Boiling Point: Road to Hell

An open-world shooter by Ukranian developer Deep Shadows. Notorious for its technical issues.


Meet Saul Meyers
Meet Saul Meyers

Saul Meyers is an ex-soldier who gets a message from a friend that his daughter has been kidnapped. Meyers' daughter had been travelling to hotspots of political upheaval around the world, documenting the struggles of the locals, and she was in Puerto Rico when she was kidnapped. He sets out to rescue her by any means necessary.



Boiling Point is an open-world shooter with RPG elements and a faction system. The game contains many different factions that the player is free to ally with, including citizens, the mayor, police, mafia, bandits, guerillas, and the military.
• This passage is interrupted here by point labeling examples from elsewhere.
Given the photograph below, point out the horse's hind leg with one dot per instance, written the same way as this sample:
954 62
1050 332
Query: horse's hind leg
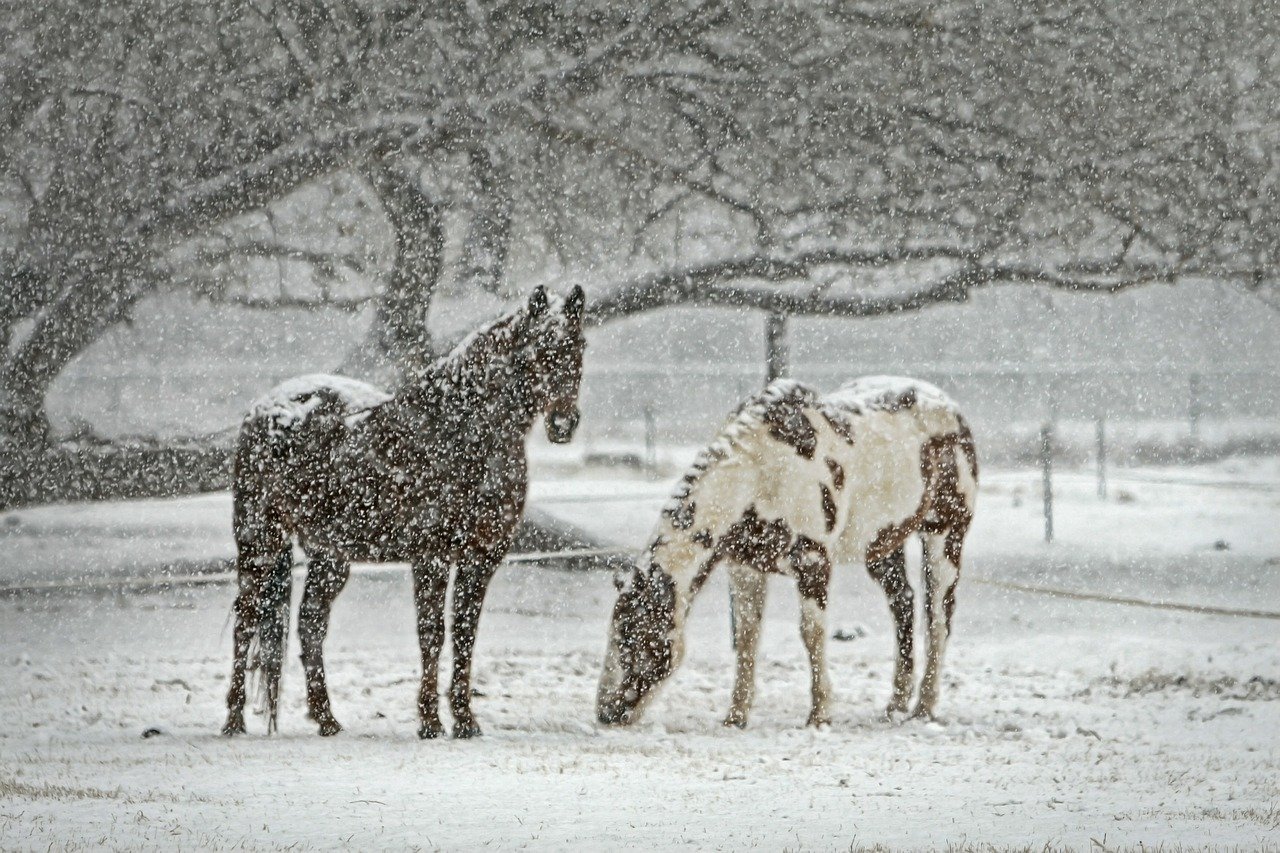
430 583
327 575
748 602
941 575
813 575
252 566
469 591
246 621
890 573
The reception to Boiling Point was generally negative. Players cited unfulfilled gameplay mechanics, inept AI, and many serious bugs and stability issues. Save games would occasionally and at random corrupt themselves, rendering them unloadable. The game often crashed to desktop for many players, sometimes so often that it prevented progress in the storyline.

The most criticized aspect, however, was the AI:

  • NPCs that follow the player during a mission may walk into traffic, run into the player's line of fire, throw grenades at their own feet, get mauled by animals, or drown in creeks, causing the player to fail a non-repeatable mission and possibly halting story progression.
  • Civilians may die by walking into entirely stationary parked cars, causing armed locals to become hostile towards the player.
  • Upon sighting the player, hostile factions ignore any other threats including bees, jaguars, snakes, and other hostile NPCs.
  • Parking cars in a bus depot will cause them to explode when the bus arrives, killing anyone in the bus or the area around the explosions.
  • NPCs who pilot helicopters or planes continually crash into each other in the air and explode.
  • Shooting some NPCs in the head will cause them to disappear without death animation.
  • Police and military will shoot civilians if they become hostile to the player.
  • Jungle cats often do not enter their animation for chasing the player, and instead float above the ground at high speed in their default model state.
  • Hostile NPCs can accurately shoot the player through solid objects, such as doors, trees, and bushes, and can also shoot through small gaps in the level geometry.